The last example for testing speed in Julia will be a 5×5 mean filter. A mean filter is simply a way of smoothing an image, ie. suppressing irregularities in the intensities, and is common used for noise suppression. It basically works by working through each pixel in an image, obtaining the mean of the 5×5 region around that pixel, and using this value as the pixel in the filtered image. As such it is an intensive algorithm.

In this particular example, we shall apply a mean filter to a 2144×6640 pixel, 8-bit image: effectively 14 megapixels. The algorithm is analyzed using code written in C, Fortran, Python and Julia.

chateau

The 14MP 8-bit image

The image is processed using the following Julia code:

function process(img)

    dx,dy = size(img)
    imgN = copy(img)
    e = div(5,2)
 
    for i=e+1:dx-e, j=e+1:dy-e
        block = img[i-e:i+e,j-e:j+e]
        mn = mean(block)
        imgN[i,j] = round(UInt8,mn)
    end
    return imgN 
end

img = readdlm("pano.txt",Int16::Type)
@time imgN = process(img)
writedlm("panoJ.txt",imgN)

Since Julia provides efficient means of reading an entire block of integers in from an ASCII file, the code is much shorter than it would be in C. In addition, Python, Julia and Fortran provide facilities to slice arrays, making extraction of the 5×5 neighbourhood easy.
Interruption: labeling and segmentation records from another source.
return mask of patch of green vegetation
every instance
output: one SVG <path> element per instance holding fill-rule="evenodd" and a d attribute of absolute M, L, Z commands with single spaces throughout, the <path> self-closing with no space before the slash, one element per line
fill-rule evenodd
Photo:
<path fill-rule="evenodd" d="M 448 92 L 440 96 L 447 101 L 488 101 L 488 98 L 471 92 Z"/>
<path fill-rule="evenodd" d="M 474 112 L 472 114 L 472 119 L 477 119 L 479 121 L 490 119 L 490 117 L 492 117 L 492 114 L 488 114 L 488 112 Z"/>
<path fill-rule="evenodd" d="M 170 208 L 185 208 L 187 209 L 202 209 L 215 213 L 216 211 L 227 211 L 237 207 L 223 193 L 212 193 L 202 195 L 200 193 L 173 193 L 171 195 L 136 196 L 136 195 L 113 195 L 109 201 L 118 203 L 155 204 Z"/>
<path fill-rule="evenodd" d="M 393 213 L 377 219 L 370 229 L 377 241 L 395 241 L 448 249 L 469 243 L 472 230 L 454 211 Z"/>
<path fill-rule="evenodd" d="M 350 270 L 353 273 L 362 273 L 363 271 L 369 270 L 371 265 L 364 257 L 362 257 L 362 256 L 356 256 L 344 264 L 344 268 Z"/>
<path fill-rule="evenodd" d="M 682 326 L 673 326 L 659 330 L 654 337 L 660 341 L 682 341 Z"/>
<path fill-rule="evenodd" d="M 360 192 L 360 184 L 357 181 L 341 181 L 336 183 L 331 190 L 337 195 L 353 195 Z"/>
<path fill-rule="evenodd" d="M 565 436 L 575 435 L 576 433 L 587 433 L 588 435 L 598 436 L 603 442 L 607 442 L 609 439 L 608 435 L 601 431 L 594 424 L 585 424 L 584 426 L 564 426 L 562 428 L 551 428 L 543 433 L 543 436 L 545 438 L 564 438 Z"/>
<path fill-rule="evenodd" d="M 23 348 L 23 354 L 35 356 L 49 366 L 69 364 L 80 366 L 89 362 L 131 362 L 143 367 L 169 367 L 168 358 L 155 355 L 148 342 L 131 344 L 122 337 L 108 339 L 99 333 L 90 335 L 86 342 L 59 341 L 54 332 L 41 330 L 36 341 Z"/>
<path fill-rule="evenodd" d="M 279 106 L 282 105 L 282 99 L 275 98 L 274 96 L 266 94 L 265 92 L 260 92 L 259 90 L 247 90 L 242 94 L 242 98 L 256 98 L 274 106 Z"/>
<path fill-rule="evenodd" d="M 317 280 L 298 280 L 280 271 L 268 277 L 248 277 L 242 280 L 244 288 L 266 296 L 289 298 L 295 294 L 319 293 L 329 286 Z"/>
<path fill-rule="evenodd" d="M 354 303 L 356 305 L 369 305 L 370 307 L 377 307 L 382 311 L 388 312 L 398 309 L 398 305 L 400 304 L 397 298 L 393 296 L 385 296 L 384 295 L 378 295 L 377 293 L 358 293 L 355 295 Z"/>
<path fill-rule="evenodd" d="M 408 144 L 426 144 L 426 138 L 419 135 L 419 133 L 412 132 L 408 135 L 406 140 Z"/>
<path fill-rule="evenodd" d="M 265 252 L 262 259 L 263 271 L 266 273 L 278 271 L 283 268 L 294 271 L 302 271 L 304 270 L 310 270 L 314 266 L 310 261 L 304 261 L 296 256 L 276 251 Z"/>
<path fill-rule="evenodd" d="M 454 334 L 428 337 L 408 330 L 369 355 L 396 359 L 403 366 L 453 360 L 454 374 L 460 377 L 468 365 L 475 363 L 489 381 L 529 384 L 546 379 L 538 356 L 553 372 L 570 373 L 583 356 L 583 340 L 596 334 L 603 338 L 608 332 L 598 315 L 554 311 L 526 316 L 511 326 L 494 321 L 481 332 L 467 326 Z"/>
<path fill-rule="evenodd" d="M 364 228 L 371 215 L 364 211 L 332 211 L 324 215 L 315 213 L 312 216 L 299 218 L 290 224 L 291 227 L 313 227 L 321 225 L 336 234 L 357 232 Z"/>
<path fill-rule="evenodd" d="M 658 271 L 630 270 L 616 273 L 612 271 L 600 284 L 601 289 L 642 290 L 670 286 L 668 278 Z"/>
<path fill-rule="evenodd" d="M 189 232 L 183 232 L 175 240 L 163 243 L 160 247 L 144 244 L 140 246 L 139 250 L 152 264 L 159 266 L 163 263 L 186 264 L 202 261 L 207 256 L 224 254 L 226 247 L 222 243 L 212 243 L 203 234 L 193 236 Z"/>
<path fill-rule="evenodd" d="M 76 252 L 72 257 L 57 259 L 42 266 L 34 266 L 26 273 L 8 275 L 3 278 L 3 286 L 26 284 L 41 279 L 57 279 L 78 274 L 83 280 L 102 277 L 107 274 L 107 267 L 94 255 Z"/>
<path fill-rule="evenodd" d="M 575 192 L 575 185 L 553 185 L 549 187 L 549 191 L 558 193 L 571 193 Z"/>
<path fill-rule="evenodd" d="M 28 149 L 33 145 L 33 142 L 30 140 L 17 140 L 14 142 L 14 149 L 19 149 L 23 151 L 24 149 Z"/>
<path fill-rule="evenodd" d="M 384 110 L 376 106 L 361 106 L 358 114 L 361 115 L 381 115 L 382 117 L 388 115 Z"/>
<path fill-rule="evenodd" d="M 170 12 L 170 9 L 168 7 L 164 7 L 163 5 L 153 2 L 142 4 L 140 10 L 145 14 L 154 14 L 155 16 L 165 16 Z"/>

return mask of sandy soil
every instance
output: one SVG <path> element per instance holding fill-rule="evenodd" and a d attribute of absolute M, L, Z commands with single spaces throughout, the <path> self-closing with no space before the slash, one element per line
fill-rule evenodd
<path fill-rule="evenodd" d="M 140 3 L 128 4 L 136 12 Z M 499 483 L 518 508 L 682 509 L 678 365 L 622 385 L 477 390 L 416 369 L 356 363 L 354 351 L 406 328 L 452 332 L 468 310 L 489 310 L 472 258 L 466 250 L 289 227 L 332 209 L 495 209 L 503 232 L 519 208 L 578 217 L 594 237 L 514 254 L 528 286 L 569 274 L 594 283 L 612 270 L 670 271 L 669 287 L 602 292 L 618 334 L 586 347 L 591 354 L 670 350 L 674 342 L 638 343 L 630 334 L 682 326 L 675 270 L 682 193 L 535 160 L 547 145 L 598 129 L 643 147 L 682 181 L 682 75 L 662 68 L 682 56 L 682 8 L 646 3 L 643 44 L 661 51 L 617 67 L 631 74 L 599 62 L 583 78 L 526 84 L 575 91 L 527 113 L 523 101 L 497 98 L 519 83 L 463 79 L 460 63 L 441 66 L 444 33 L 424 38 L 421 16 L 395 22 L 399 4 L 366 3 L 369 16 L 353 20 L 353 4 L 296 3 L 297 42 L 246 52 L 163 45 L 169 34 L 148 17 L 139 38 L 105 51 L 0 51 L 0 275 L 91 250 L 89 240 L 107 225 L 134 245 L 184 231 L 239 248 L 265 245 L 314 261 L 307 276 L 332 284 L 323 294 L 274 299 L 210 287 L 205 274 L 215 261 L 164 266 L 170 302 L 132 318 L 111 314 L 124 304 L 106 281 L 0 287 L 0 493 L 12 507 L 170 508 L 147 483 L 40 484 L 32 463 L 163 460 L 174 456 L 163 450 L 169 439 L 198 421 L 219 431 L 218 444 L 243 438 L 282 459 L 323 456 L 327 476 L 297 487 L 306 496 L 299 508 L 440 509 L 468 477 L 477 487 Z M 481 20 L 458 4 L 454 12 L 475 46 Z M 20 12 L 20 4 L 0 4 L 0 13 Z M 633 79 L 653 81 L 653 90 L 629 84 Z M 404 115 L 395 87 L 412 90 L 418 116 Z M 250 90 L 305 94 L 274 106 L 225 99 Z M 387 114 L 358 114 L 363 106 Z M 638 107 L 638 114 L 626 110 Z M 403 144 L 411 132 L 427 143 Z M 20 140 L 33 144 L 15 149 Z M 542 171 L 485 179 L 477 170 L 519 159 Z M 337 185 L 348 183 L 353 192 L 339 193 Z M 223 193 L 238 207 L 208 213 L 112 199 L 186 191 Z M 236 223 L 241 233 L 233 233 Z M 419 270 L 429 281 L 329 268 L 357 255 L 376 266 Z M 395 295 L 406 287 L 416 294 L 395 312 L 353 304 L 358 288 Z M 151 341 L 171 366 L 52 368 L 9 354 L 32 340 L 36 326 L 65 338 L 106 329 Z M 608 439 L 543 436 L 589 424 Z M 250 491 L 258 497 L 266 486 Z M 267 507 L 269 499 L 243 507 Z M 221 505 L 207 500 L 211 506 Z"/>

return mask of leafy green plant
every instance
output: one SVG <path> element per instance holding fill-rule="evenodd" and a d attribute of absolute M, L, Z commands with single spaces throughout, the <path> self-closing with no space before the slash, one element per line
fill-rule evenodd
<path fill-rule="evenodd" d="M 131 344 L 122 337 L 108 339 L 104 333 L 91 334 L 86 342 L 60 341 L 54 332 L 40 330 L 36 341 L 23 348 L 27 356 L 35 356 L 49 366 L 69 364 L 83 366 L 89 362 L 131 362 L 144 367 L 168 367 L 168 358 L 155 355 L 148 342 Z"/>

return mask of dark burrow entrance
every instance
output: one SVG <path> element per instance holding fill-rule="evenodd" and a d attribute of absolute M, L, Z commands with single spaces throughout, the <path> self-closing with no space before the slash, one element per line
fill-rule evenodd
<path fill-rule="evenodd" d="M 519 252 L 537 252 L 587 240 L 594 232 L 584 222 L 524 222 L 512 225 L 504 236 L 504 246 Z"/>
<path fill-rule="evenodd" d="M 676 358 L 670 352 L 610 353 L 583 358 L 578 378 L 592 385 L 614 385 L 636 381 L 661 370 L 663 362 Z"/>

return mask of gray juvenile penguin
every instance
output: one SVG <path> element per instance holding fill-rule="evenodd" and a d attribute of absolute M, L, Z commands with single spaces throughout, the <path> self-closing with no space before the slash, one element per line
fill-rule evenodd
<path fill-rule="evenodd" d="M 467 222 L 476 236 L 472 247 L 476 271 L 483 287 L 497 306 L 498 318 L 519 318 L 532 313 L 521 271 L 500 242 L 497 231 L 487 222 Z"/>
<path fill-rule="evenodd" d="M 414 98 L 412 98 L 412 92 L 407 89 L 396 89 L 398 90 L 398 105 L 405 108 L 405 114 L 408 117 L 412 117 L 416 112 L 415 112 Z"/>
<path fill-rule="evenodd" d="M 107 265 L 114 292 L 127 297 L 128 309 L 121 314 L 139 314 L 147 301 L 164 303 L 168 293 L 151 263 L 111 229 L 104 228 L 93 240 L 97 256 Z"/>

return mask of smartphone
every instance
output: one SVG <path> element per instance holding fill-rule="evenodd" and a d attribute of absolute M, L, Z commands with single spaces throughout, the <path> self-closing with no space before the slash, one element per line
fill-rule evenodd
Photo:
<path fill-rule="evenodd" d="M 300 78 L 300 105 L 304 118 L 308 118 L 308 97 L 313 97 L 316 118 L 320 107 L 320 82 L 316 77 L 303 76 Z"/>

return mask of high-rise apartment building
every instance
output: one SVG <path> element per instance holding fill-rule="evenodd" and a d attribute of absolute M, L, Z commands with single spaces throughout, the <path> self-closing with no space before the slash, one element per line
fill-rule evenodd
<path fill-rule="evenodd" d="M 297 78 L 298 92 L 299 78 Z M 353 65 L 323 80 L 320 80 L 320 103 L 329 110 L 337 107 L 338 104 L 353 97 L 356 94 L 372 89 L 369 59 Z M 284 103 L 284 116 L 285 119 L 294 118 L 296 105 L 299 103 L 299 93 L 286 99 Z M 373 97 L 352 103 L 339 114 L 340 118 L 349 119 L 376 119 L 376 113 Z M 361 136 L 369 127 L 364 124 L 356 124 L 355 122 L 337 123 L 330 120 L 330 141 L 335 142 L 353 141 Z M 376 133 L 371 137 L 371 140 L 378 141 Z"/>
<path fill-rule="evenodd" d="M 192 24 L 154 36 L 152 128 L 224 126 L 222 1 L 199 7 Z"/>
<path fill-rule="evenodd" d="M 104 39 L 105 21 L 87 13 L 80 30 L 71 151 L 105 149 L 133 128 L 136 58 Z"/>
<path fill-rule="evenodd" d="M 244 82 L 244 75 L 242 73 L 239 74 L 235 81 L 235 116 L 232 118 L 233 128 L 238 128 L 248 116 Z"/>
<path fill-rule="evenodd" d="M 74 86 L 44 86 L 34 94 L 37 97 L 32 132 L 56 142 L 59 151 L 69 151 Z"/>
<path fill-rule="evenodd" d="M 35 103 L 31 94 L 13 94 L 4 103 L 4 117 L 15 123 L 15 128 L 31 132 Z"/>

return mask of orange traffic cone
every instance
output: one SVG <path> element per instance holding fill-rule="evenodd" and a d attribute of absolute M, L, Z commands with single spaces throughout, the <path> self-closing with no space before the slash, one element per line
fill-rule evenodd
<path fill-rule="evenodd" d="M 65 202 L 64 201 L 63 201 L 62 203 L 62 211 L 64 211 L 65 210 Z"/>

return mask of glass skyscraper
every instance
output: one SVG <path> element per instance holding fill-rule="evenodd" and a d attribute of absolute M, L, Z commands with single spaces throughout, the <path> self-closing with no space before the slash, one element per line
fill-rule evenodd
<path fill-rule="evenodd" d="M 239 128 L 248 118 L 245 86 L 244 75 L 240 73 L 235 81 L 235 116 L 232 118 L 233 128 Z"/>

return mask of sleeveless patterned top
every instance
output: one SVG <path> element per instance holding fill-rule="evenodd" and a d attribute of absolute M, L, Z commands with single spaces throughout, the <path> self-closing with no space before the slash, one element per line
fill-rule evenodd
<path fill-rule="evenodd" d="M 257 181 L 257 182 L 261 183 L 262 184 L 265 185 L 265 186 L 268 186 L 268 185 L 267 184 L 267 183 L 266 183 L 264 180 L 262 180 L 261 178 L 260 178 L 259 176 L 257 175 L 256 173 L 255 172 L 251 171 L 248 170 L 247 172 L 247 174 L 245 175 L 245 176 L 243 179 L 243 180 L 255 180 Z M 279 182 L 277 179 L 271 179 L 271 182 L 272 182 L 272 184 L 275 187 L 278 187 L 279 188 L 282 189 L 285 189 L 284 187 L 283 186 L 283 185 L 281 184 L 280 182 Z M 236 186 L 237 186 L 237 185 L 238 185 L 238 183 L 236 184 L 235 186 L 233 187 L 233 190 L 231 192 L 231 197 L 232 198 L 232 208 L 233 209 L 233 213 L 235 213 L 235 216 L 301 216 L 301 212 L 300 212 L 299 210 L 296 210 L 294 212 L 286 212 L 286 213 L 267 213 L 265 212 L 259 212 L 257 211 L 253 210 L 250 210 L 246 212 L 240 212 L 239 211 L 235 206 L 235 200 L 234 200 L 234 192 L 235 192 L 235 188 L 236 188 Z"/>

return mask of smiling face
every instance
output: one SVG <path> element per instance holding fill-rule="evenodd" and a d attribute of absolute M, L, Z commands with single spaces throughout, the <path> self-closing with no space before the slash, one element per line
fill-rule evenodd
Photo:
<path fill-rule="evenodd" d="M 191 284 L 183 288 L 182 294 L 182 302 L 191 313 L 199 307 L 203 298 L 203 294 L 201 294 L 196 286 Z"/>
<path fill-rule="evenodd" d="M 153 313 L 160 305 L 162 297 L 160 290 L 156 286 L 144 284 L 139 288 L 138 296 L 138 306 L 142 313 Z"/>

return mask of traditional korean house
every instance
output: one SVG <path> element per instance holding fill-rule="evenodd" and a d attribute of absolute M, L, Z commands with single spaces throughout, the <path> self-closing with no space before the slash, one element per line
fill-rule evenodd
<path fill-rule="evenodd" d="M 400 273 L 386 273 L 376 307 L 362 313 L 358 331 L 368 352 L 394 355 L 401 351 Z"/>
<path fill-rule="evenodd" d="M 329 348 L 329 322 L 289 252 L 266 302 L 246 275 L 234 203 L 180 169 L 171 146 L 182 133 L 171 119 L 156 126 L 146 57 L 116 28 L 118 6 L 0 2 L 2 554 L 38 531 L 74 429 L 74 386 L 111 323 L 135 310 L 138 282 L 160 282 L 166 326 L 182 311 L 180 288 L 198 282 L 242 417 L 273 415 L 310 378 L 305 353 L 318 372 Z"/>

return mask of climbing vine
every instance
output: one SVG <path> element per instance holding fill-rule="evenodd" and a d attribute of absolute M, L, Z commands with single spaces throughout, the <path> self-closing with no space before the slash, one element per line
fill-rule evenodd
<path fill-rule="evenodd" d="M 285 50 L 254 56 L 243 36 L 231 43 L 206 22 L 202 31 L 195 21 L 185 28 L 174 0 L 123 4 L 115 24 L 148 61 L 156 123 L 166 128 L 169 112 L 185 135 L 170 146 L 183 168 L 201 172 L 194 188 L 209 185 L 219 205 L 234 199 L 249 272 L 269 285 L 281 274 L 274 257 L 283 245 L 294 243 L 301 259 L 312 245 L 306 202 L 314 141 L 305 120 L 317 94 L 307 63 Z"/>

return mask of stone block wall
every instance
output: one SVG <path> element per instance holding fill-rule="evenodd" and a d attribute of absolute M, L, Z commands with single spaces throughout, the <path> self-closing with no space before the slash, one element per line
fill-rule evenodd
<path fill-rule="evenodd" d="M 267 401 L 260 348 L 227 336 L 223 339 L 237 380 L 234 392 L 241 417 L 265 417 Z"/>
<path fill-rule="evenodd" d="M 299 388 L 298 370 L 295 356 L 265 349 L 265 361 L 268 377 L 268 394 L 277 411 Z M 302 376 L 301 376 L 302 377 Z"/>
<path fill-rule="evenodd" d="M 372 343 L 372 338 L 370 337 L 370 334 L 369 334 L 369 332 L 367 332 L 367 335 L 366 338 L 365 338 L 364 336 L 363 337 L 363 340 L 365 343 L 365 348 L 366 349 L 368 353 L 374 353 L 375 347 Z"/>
The code has been timed based just on the process of performing the mean filtering, and avoiding extras such as file I/O. In most cases this involves a nested loop to process each pixel in the image. In the case of C, it includes a second set of nested loops to extract the 5×5 neighbourhood.

timingMeanFilter

As the results show, C was able to process the image in less than a second, with Fortran in second place marginally over a second. At just over 3 seconds, the Julia code could be considered to be exceptionally fast as well. The loser in this instance is again Python which is invariably slow, even with only one pair of nested loops. In a future post, I will explore this algorithm in each of the languages cited in the context of image processing.